An annular eclipse is happening on Oct. 14, and while D.C. is nowhere near the heart of the eclipse, you’ll get a glimpse. At 1:18 p.m., around 30% of the sun will be covered by the moon. Here’s what you need to know about the “Ring of Fire.”
⭕️ What’s an Annular Eclipse?
An annular eclipse occurs when the moon passes between the sun and Earth, when it’s at its farthest point from Earth. It creates a “ring of fire”-looking effect, with the moon covering the sun. In D.C., we see the sun become a crescent shape as it is partially covered.
⭕️ Viewing Tips
It’s not going to last long — only about 2.5 hours, from around 1 p.m. to 2:30-ish. The peak will be at 1:18 p.m.
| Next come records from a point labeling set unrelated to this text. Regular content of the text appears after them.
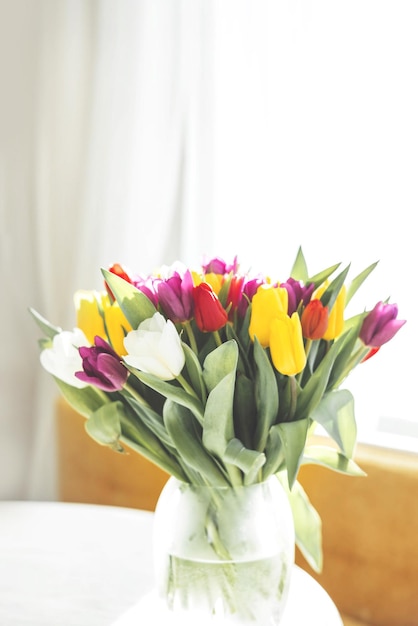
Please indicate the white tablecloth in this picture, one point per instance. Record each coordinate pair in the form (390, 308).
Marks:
(89, 565)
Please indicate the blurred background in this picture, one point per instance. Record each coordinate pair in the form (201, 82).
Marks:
(149, 131)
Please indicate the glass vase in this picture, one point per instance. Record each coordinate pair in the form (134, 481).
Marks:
(224, 555)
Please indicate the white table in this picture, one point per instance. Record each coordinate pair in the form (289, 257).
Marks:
(88, 565)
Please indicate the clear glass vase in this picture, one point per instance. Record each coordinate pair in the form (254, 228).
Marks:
(224, 554)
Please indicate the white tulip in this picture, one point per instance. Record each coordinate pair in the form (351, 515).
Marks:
(62, 360)
(155, 348)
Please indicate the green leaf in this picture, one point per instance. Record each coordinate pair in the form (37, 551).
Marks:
(171, 391)
(308, 525)
(186, 436)
(346, 346)
(248, 461)
(311, 394)
(143, 430)
(218, 419)
(135, 305)
(299, 269)
(219, 363)
(293, 437)
(359, 280)
(335, 413)
(267, 395)
(46, 327)
(330, 295)
(244, 407)
(332, 459)
(147, 418)
(104, 425)
(85, 401)
(194, 371)
(322, 276)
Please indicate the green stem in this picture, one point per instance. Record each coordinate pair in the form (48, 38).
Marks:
(355, 359)
(191, 337)
(217, 338)
(133, 392)
(293, 397)
(183, 382)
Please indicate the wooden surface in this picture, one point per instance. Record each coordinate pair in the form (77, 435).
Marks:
(91, 473)
(369, 524)
(370, 536)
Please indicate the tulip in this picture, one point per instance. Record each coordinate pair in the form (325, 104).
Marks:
(102, 367)
(286, 345)
(215, 281)
(249, 289)
(62, 359)
(234, 296)
(336, 317)
(314, 320)
(88, 305)
(120, 271)
(219, 266)
(209, 313)
(268, 303)
(117, 326)
(380, 325)
(175, 297)
(297, 293)
(155, 348)
(148, 286)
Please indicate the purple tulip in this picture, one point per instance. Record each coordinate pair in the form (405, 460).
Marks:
(175, 297)
(219, 266)
(297, 293)
(102, 366)
(380, 325)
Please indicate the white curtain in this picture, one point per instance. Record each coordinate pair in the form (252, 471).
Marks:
(106, 116)
(143, 131)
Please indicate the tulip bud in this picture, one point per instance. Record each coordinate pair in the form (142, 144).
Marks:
(209, 313)
(286, 345)
(314, 320)
(267, 304)
(62, 359)
(102, 367)
(380, 325)
(155, 348)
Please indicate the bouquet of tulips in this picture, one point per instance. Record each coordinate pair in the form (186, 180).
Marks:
(219, 376)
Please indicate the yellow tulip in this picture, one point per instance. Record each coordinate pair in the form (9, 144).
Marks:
(215, 281)
(268, 303)
(286, 345)
(336, 315)
(89, 314)
(117, 327)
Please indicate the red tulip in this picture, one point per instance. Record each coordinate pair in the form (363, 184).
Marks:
(209, 312)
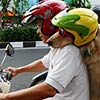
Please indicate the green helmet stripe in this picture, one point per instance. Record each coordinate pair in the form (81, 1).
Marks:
(68, 21)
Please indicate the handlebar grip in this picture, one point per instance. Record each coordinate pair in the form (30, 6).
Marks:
(7, 74)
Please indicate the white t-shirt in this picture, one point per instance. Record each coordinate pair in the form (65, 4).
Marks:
(67, 73)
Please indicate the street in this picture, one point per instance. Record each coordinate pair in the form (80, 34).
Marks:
(20, 58)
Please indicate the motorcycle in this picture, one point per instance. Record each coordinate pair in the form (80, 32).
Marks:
(6, 76)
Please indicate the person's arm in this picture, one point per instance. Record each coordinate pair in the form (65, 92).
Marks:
(37, 92)
(32, 67)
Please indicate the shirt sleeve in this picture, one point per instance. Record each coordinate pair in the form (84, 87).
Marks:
(45, 60)
(63, 71)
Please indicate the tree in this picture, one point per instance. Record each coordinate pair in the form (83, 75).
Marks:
(5, 4)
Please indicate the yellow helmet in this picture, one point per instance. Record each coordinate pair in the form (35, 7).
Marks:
(82, 23)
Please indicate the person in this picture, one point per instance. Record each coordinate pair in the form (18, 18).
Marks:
(67, 77)
(96, 9)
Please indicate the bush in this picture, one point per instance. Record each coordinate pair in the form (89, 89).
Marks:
(25, 33)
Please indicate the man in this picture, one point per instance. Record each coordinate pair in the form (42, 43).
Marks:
(67, 77)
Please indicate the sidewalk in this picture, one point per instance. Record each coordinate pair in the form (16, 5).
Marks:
(24, 44)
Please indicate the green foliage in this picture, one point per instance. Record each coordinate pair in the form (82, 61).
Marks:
(79, 3)
(25, 33)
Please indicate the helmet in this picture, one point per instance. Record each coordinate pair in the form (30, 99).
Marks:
(80, 22)
(45, 10)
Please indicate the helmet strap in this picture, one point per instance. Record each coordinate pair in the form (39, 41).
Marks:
(64, 33)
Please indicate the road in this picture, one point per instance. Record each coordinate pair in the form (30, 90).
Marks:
(20, 58)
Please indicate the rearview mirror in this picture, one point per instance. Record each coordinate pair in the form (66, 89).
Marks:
(9, 50)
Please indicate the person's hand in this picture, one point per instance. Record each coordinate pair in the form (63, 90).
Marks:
(3, 96)
(14, 71)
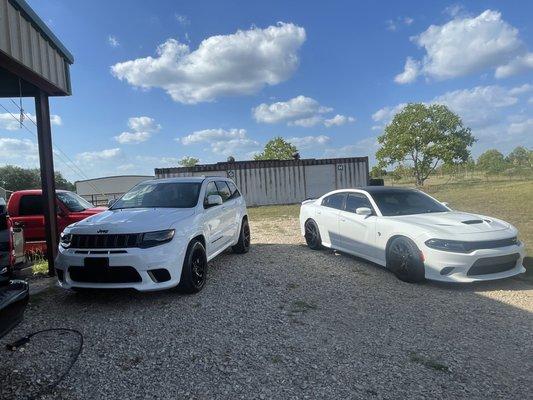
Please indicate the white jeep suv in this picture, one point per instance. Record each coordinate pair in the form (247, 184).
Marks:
(159, 235)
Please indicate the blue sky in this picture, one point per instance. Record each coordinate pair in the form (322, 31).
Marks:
(230, 75)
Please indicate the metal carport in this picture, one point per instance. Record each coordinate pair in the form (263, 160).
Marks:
(34, 63)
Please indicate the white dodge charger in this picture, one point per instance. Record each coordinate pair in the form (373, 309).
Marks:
(159, 235)
(413, 235)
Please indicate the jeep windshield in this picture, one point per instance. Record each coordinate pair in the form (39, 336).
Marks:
(73, 202)
(160, 195)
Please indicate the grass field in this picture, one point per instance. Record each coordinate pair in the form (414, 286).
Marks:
(511, 201)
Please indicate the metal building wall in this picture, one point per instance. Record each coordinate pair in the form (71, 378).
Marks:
(22, 41)
(285, 182)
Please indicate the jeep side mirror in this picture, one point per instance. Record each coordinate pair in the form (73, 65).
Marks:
(214, 200)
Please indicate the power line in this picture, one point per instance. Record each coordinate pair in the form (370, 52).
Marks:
(82, 173)
(79, 172)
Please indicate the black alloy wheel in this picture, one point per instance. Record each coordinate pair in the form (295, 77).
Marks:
(243, 245)
(194, 271)
(404, 259)
(312, 235)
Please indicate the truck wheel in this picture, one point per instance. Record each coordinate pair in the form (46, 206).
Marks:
(243, 245)
(194, 271)
(403, 259)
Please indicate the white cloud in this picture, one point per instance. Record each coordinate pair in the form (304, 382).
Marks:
(521, 128)
(183, 20)
(133, 137)
(223, 142)
(11, 148)
(394, 24)
(234, 147)
(525, 88)
(143, 124)
(9, 123)
(142, 128)
(410, 72)
(363, 147)
(386, 114)
(488, 110)
(106, 154)
(466, 45)
(113, 41)
(479, 106)
(307, 122)
(237, 64)
(517, 65)
(338, 120)
(297, 108)
(307, 142)
(208, 135)
(299, 111)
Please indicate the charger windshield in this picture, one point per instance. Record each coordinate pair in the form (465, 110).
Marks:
(400, 202)
(160, 195)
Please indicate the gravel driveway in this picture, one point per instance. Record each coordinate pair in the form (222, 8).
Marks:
(283, 322)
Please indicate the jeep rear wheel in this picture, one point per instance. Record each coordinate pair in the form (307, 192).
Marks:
(243, 245)
(194, 271)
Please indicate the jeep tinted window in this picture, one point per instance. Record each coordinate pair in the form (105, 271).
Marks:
(211, 189)
(31, 205)
(234, 191)
(223, 190)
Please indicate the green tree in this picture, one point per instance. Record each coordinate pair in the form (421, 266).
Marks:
(424, 136)
(277, 149)
(520, 157)
(491, 162)
(188, 161)
(61, 182)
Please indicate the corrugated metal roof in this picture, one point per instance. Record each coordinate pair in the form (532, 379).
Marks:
(43, 28)
(224, 166)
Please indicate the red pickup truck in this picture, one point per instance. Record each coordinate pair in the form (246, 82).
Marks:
(25, 210)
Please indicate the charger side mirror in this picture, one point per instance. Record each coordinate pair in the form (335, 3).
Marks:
(363, 211)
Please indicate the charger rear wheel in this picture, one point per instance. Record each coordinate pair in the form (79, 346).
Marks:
(404, 259)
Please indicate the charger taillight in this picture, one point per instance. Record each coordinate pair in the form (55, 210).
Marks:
(11, 246)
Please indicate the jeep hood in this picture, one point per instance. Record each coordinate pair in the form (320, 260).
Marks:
(454, 223)
(134, 220)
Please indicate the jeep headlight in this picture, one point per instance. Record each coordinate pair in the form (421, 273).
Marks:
(65, 239)
(151, 239)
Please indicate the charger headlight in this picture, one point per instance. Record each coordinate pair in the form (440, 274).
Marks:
(65, 239)
(151, 239)
(448, 245)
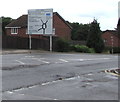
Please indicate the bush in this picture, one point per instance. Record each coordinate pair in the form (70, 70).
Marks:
(62, 45)
(115, 49)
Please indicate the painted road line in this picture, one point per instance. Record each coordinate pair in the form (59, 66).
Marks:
(29, 56)
(43, 61)
(108, 72)
(63, 60)
(20, 62)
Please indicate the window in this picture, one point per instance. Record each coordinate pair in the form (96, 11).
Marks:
(105, 40)
(14, 30)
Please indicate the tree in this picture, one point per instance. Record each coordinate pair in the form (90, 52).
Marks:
(94, 38)
(5, 21)
(79, 31)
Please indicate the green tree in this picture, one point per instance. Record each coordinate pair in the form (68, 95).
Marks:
(79, 31)
(5, 21)
(94, 38)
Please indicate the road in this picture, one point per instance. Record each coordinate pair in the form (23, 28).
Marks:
(59, 76)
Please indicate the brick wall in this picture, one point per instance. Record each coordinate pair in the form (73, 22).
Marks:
(61, 29)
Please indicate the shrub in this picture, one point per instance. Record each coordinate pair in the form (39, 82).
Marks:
(115, 49)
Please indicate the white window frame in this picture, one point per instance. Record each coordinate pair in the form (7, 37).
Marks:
(14, 30)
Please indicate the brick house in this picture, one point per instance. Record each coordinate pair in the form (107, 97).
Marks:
(19, 27)
(111, 38)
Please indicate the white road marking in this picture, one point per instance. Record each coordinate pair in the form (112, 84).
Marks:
(20, 62)
(43, 61)
(63, 60)
(29, 56)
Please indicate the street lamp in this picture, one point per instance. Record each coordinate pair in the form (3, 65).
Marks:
(112, 43)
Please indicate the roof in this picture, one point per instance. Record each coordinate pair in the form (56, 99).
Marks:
(55, 13)
(22, 21)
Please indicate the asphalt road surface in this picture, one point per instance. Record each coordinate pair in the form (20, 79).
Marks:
(59, 76)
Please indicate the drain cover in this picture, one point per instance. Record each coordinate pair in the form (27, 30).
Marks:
(113, 71)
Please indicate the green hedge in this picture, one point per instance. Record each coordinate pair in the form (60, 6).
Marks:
(115, 49)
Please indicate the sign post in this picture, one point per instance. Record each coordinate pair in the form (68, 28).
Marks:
(30, 43)
(40, 21)
(51, 42)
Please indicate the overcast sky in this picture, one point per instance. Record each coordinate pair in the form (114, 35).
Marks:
(82, 11)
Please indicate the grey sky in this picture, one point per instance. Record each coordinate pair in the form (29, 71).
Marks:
(82, 11)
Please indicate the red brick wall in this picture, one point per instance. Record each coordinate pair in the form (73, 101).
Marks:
(107, 36)
(22, 33)
(61, 29)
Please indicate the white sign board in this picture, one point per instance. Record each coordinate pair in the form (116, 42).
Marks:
(40, 21)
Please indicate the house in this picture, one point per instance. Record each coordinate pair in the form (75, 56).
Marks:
(111, 38)
(19, 27)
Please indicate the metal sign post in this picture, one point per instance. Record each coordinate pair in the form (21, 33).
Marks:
(40, 21)
(51, 42)
(30, 42)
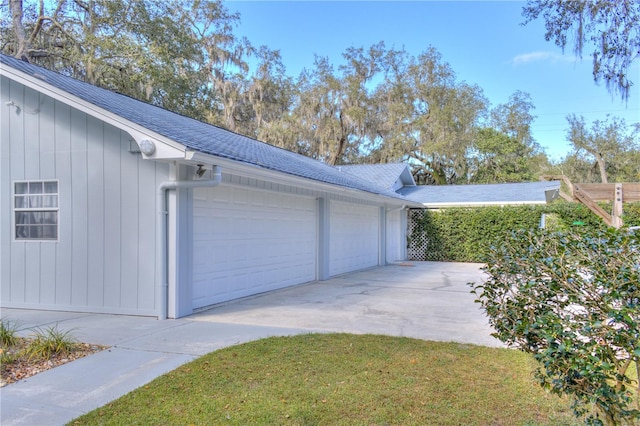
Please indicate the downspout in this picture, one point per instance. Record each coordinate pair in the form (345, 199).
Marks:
(161, 232)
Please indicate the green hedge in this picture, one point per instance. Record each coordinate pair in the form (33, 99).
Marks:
(465, 234)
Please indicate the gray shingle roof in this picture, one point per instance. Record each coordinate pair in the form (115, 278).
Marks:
(199, 136)
(384, 175)
(502, 193)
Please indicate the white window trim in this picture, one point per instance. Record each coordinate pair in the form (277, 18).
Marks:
(14, 209)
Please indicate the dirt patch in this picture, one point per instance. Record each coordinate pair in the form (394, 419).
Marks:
(16, 365)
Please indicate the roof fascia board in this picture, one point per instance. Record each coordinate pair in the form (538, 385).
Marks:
(171, 150)
(252, 171)
(480, 204)
(168, 148)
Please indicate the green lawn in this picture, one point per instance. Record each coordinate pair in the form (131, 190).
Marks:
(330, 379)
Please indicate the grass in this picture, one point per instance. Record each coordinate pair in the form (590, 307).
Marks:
(322, 379)
(8, 333)
(50, 341)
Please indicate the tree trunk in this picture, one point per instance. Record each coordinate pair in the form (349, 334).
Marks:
(22, 45)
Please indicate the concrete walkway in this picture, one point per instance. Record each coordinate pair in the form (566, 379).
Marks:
(428, 300)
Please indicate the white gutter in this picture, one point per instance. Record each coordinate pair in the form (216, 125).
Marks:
(161, 232)
(404, 206)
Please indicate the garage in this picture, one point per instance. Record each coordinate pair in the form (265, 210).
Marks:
(248, 241)
(354, 237)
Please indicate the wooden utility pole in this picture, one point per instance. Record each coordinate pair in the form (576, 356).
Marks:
(590, 193)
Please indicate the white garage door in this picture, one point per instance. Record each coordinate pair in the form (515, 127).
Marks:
(353, 237)
(248, 241)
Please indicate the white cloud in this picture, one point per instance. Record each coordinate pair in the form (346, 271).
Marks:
(527, 58)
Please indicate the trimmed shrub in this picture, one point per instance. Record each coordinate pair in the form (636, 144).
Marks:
(465, 234)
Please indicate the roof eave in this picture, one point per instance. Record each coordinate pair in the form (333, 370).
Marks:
(165, 148)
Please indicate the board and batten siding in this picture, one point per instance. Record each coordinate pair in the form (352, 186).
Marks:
(104, 259)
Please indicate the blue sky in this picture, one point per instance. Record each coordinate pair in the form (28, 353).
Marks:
(482, 41)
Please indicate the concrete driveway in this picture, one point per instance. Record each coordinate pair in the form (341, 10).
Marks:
(427, 300)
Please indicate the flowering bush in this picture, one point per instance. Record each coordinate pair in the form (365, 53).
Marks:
(572, 299)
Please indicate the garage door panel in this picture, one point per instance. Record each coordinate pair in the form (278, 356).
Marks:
(354, 237)
(257, 242)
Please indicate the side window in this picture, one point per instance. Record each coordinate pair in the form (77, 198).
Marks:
(35, 205)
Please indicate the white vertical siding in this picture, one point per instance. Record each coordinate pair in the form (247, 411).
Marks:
(104, 259)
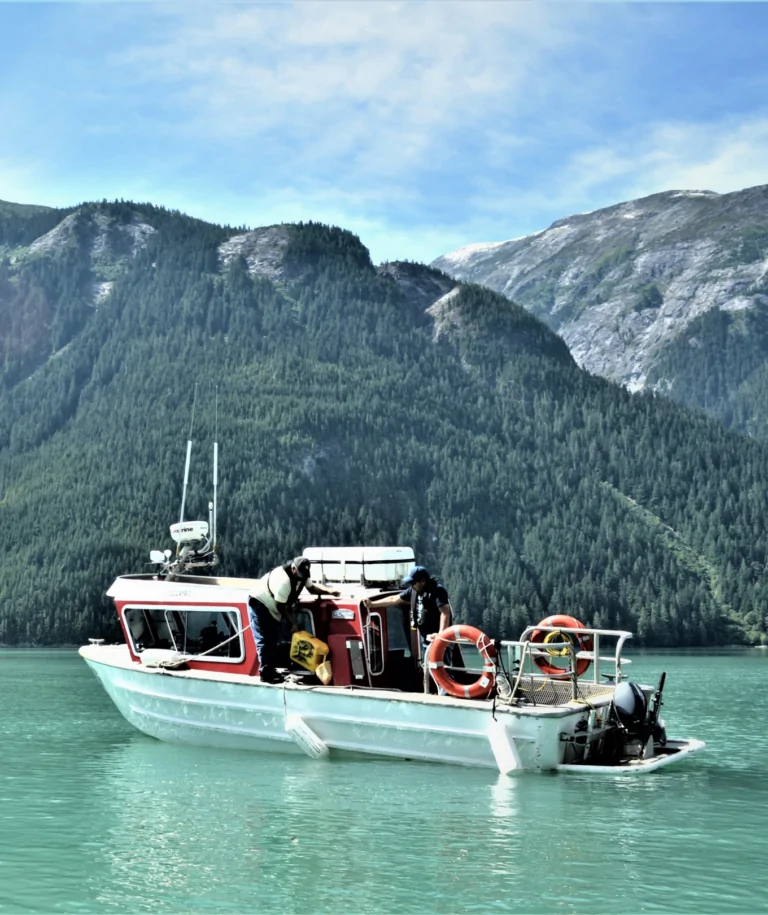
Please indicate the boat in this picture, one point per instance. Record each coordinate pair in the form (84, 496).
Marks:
(557, 698)
(354, 678)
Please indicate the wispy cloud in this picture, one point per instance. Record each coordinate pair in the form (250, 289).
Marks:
(421, 125)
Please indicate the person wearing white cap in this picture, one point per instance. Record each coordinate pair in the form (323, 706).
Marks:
(272, 599)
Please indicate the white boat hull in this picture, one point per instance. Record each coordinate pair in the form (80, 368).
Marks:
(240, 712)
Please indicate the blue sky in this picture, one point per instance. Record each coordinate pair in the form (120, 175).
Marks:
(421, 126)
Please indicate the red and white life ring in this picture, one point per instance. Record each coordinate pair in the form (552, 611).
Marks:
(540, 636)
(481, 687)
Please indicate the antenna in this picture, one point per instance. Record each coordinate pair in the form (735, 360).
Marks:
(189, 453)
(215, 460)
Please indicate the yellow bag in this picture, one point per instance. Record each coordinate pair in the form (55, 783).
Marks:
(324, 673)
(307, 650)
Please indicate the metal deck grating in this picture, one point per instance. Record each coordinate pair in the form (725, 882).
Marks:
(546, 691)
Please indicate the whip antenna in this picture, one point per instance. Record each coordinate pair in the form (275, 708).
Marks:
(215, 463)
(189, 453)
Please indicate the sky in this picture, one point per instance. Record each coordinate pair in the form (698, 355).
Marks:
(421, 126)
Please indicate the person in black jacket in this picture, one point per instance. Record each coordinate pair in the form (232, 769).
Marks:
(427, 599)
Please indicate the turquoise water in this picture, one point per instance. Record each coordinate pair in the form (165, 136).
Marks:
(95, 817)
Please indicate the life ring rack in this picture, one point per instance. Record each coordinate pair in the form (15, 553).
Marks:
(543, 637)
(436, 653)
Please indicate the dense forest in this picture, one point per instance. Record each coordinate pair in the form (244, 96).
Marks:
(348, 412)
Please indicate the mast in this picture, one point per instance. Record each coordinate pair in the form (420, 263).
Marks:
(189, 453)
(215, 464)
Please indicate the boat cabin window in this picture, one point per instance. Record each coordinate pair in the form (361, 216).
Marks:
(191, 630)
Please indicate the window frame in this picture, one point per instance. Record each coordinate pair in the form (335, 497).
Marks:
(168, 609)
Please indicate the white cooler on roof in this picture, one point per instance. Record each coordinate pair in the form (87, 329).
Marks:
(360, 564)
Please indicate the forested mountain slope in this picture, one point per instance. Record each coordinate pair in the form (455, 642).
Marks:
(356, 405)
(669, 293)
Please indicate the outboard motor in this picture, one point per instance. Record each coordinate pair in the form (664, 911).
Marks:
(631, 707)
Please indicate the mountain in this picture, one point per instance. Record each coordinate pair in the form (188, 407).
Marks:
(669, 292)
(353, 403)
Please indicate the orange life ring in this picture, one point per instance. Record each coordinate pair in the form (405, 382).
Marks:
(569, 622)
(481, 687)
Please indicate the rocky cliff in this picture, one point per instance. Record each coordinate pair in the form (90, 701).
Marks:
(621, 284)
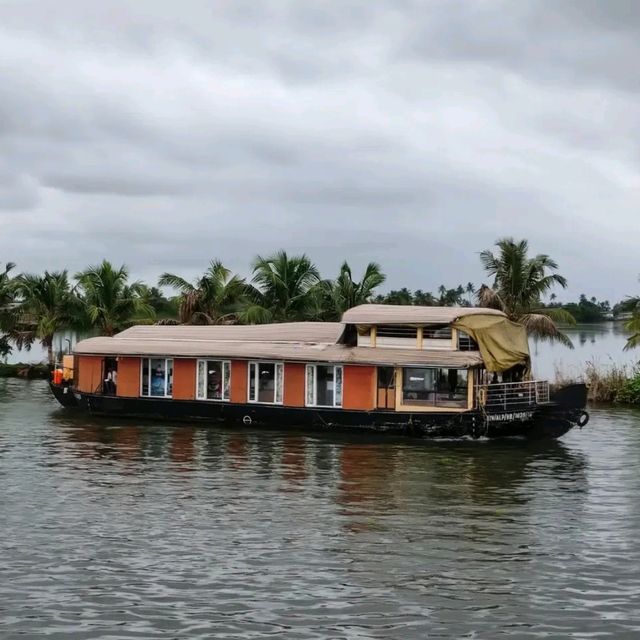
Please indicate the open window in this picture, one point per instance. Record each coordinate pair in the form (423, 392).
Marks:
(157, 377)
(214, 380)
(386, 387)
(266, 382)
(431, 387)
(324, 385)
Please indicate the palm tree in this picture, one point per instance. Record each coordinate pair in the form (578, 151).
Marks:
(7, 308)
(470, 289)
(48, 305)
(284, 289)
(214, 298)
(632, 325)
(519, 284)
(110, 303)
(336, 296)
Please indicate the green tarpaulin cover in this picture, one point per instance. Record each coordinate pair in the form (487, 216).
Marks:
(503, 344)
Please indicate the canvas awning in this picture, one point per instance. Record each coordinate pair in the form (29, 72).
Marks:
(502, 343)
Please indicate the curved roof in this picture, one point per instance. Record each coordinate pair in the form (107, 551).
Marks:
(269, 350)
(311, 332)
(412, 315)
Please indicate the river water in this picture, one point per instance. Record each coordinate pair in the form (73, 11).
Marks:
(119, 530)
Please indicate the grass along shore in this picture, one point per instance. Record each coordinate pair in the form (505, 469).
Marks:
(27, 371)
(615, 384)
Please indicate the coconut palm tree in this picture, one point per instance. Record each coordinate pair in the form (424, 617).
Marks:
(632, 325)
(519, 284)
(284, 289)
(216, 297)
(110, 303)
(336, 296)
(47, 305)
(470, 289)
(7, 308)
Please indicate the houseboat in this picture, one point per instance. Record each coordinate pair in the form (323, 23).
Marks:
(430, 371)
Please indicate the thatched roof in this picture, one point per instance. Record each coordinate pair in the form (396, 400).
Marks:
(370, 314)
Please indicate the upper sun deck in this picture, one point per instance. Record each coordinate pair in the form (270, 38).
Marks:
(413, 327)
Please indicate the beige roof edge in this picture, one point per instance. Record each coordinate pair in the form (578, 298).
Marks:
(293, 352)
(371, 314)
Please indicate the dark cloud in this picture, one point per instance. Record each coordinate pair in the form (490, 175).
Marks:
(164, 134)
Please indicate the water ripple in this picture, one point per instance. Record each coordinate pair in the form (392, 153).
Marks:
(119, 530)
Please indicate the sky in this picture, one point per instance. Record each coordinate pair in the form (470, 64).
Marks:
(163, 134)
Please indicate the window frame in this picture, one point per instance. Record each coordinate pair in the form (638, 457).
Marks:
(224, 366)
(166, 376)
(314, 389)
(436, 405)
(278, 366)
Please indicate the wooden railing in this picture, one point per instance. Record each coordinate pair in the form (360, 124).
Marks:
(512, 396)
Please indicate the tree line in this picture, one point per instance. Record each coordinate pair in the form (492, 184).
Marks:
(101, 300)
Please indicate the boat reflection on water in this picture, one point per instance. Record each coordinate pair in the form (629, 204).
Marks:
(364, 470)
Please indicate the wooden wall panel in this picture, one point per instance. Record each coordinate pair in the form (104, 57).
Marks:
(128, 377)
(239, 373)
(184, 379)
(294, 384)
(359, 387)
(89, 374)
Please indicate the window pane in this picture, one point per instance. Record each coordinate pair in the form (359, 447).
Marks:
(214, 380)
(452, 386)
(253, 374)
(310, 384)
(169, 364)
(418, 386)
(145, 376)
(279, 382)
(158, 372)
(227, 379)
(202, 369)
(324, 386)
(266, 382)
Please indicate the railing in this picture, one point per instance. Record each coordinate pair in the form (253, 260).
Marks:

Don’t stare directly at the eclipse without proper eye protection, as it can cause permanent eye damage. A regular pair of sunglasses (or even 10) won’t work; you need special solar eclipse glasses. You can also view it with a DIY binocular setup, but be careful!
⭕️ Eclipse Extravaganzas
The National Air and Space Museum is hosting an eclipse-themed family event from 10 a.m. - 2 p.m., with safe solar viewing gear, music, demonstrations, planetarium shows, and more. The museum’s center in Chantilly will also be hosting a viewing party with a filtered telescope.